A recent Impromptus tells two interesting tales of political religion:
In his article for the forthcoming NR on the Jo-burg jamboree, Jerry Taylor of the Cato Institute tells a story about Julian Simon, the late and great economist.
He was at some environmental forum, and he said, “How many people here believe that the earth is increasingly polluted and that our natural resources are being exhausted?” Naturally, every hand shot up. He said, “Is there any evidence that could dissuade you?” Nothing. Again: “Is there any evidence I could give you — anything at all — that would lead you to reconsider these assumptions?” Not a stir. Simon then said, “Well, excuse me, I’m not dressed for church.”
I love that story, for what it says about the fixity of these beliefs, immune to evidence, reason, or anything else.
It reminds me of an experience that I’ve had with left-liberals about taxation. Now, you and I know that, in history, if you’ve cut tax rates, you’ve increased revenue to the government. But left-liberals, of course, don’t accept that.

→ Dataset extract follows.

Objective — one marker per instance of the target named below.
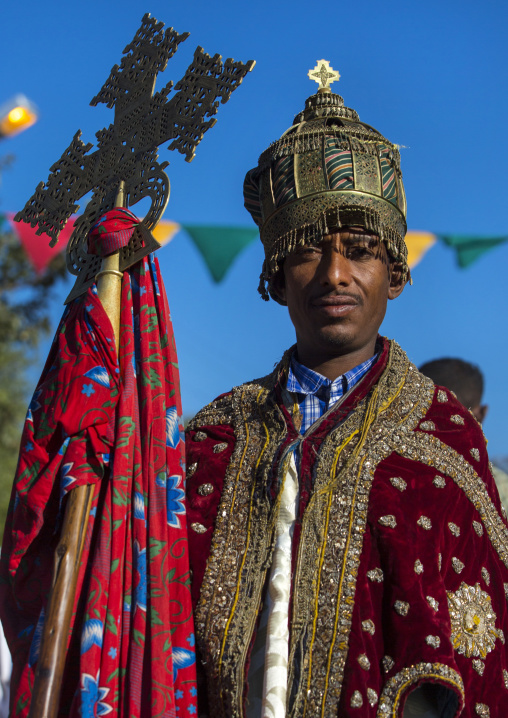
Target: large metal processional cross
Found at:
(127, 150)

So I’ve played a little game with them. “Suppose,” I say, “that you were presented with irrefutable evidence that if you cut tax rates, revenue to the government would increase.” They always balk, and I say, “No, really. I know you think this is nonsense. But just humor me. If you knew for sure that cutting tax rates would increase revenue to the government — for social programs, whatever — would you do it?” And they say — many of them — no.

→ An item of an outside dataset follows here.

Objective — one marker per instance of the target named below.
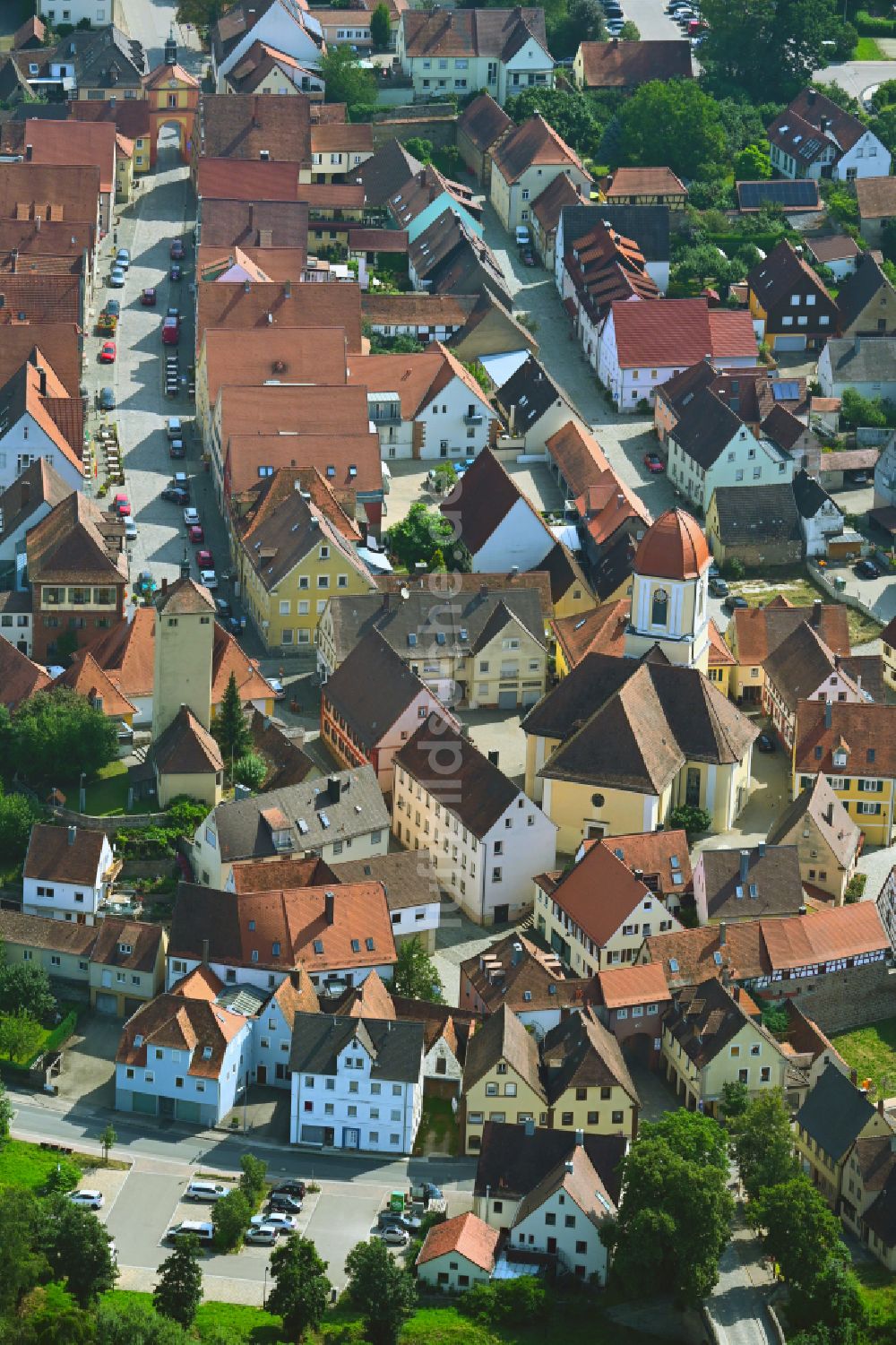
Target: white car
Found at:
(283, 1223)
(86, 1199)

Beautiful. I take this as proof positive that what they’re really interested in is punishment: taxation as punishment, for wealth-creation, innovation, enterprise, luck, and so on. They favor higher tax rates for moral reasons, if you will. They favor those tax rates as sanctions, not for the money they might bring in.
And it’s funny how many, when pressed, will admit it.
Wow. It would indeed be funny if it weren’t so awful.